Now, we have made some assumptions in the statements above, so is there anything we can do to validate them?

Annotating thread names

With the addition of a simple script to replace thread IDs with thread names, we can gain a better understanding of thread responsibilities within the application.
Let's capture another trace:
$ source ./etc/options-with-threads.sh

$ ./bin/perf-thread-flames 8513
Although flamegraph-named-thread-stacks.svg looks identical when zoomed-out, it contains one more very useful piece of context.


Named stacks
Named stacks

Rolling the mouse over the base of the image shows that the five similar stacks are all from threads named "dw-XX", giving a little more evidence that these are dropwizard handler threads.
There are a couple of narrower stacks named "dw-XX-acceptor"; these are the threads that manage incoming connections before they are handed off to the request processing thread pool.
Further along is a "metrics-csv-reporter" thread, whose responsibility is to write out performance metrics at regular intervals.
The logging framework thread is now more obvious when we can see its name is "AsyncAppender-Worker-async-console-appender".
With nothing more than an external script, we can now infer the following about our application:
  • this application has a request-handling thread-pool
  • fronted by an acceptor thread
  • logging is performed asynchronously
  • metrics reporting is enabled
This kind of overview of system architecture would be much harder to piece together by just reading the framework code.

Filtering

Now that we have this extra context in place, it is a simple matter to filter the flamegraphs down to a finer focus.
The perf-thread-grep script operates on the result of a previous call to perf-java-flames (as seen above).
Suppose we just wanted to look at what the JIT compiler threads were doing?
$ source ./etc/options-with-threads.sh

$ ./bin/perf-thread-grep 8513 "Compiler"
flamegraph-compiler.svg


Compiler threads
Compiler threads

or to focus in on threads that called into any logging functions?
$ source ./etc/options-with-threads.sh

$ ./bin/perf-thread-grep 8513 "logback"
flamegraph-logback.svg


Logging functions
Logging functions

Summary

Annotating flamegraphs with java thread names can offer insight into how an application's processing resources are configured.

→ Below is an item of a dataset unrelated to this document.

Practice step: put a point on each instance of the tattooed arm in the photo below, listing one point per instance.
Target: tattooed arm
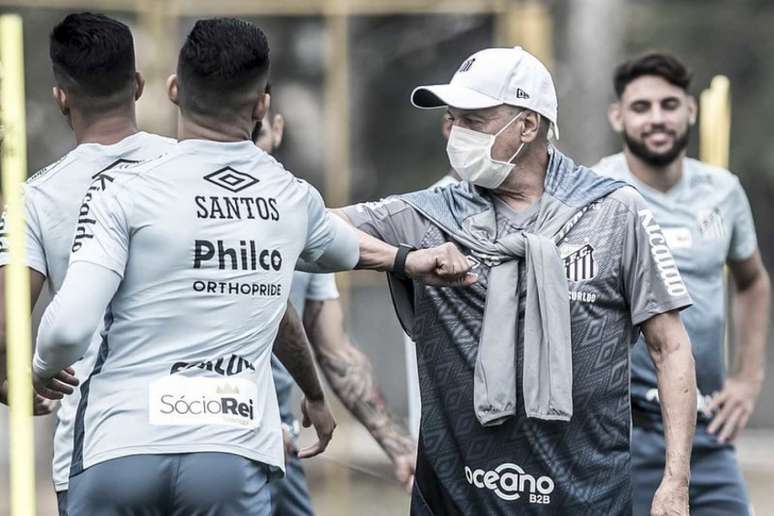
(292, 349)
(350, 375)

We can use this extra context to easily zoom in on certain functionality.
This technique is particularly powerful when exploring unfamiliar applications with large numbers of threads, whose function may not be immediately obvious.
My learned correspondent Nitsan has suggested that I'm being lazy by using jstack to generate the thread-name mapping. His main complaint is that it causes a safe-point pause in the running application. To make these scripts a little more lightweight, I will explore retrieving the thread names via JVMTI or another low-level interface. But that's a blog post for another day.